Module bwt

Module bwt 

Source
Expand description

Construct the Burrows-Wheeler-Transform (BWT) for a text using BwtConstruction.

To construct the BWT, a temporary (suffix) array is constructed by libsais. However, this temporary array does not contain the suffix array after the procedure.

The entry point to the API is the BwtConstruction builder-like struct. It is always required to pass the input text, register the output element of the temporary array and make a decision about parallelisation. Further configuration options include supplying an output and/or temporary array buffer, context, metadata about the input text, usage of auxiliary indices, usage of additional memory in the algorithm and instructing the library to replace the text by the BWT.

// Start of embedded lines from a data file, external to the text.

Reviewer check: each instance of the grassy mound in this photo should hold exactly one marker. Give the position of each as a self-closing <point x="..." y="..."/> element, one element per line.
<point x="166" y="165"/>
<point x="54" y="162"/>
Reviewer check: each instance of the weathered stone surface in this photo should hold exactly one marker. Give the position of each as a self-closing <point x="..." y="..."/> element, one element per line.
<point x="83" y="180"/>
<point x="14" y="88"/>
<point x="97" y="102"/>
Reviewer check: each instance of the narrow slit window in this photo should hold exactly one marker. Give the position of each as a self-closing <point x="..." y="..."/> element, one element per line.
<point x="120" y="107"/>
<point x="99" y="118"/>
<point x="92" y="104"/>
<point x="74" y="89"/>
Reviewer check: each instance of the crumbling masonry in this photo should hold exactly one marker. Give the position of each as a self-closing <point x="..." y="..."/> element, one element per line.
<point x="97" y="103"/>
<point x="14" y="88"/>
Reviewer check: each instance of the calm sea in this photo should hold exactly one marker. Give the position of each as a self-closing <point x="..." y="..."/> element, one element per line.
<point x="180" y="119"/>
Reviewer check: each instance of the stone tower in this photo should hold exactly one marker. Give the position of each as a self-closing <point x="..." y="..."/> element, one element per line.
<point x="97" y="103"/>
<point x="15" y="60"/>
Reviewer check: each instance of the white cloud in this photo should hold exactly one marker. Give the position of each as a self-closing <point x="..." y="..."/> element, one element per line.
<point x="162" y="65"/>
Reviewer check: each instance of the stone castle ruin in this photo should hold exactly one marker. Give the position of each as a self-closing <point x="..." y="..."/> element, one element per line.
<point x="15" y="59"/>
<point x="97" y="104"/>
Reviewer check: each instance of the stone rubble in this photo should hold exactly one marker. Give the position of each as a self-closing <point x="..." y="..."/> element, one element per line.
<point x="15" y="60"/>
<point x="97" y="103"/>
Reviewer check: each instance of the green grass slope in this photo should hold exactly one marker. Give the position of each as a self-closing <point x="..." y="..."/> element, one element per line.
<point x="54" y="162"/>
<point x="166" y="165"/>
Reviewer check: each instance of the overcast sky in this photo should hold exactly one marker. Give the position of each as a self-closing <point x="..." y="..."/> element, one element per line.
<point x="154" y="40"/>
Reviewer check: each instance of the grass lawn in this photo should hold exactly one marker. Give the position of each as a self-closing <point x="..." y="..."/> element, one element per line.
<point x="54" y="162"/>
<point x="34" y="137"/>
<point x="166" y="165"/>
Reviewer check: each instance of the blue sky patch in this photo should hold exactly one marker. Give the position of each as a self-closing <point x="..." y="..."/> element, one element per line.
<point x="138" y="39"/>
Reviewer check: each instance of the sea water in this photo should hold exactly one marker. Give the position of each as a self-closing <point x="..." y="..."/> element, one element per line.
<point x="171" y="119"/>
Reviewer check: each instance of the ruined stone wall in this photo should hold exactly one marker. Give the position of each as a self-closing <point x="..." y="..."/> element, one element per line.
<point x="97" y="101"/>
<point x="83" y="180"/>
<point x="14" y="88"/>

The following is an example of the BWT construction that contains some of its unique configuration options. See suffix_array for an example of most of the other options.

use libsais::{BwtConstruction, bwt, suffix_array::ExtraSpace};

let mut text = vec![b'a'; 10];

let res = BwtConstruction::replace_text(&mut text)
    .with_owned_temporary_array_buffer_and_extra_space32(ExtraSpace::Fixed { value: 10 })
    .single_threaded()
    .with_aux_indices(bwt::AuxIndicesSamplingRate::from(4))
    .run()
    .unwrap();

println!("{:?}", res.bwt());
println!("{:?}", res.aux_indices());

§Output Conventions

In the literature, the text input for the BWT construction is typically assumed to be terminated by a unique, lexicographically smallest character. This character is called sentinel and denoted by $.

libsais does not require the text to be terminated by a sentinel, but it behaves as if a sentinel were present. In the output BWT, the sentinel is not included. Therefore, the BWT has the same length as the input text.

§Primary Index and Auxiliary Indices

To recover the original text from a BWT, the primary index i0 of the BWT is needed. It is defined as the index for which SUF[i0 - 1] = 0, where SUF is the suffix array in libsais convention. The -1 is applied, because the suffix array also does not contain an entry for the sentinel. Such an entry would always be at the first position.

The primary index is part of the return type of BwtConstruction::run. It is 0 for the empty input text.

libsais allows creating a subsampled array of auxiliary indices. These indices have the same role as the primary index and are defined as follows: AUX[i] == k => SUF[k - 1] = i * r, where r is the sampling rate. In particular, AUX[0] is th primary index. The auxiliary indices can be used in different ways. For example, they allow significantly faster BWT reversal, both single and multi threaded. Benchmark

§Return Type and Reversal

The read-only return type of BwtConstruction::run bundles the BWT with either the primary index or the auxiliary indices and their sampling rate. It is generic over whether an owned or borrowed output buffer is used. The object can be destructured into parts or used to safely reverse the BWT and obtain the text again.

An example of constructing and reversing the BWT can be found here.

Structs§

AuxIndicesSamplingRate
The sampling rate for auxiliary indices of the BWT construction
Bwt
The read-only return type of a BWT construction without auxiliary indices.
BwtConstruction
One of the two main entry points of this library, for constructing BWTs.
BwtWithAuxIndices
The read-only return type of a BWT construction with auxiliary indices.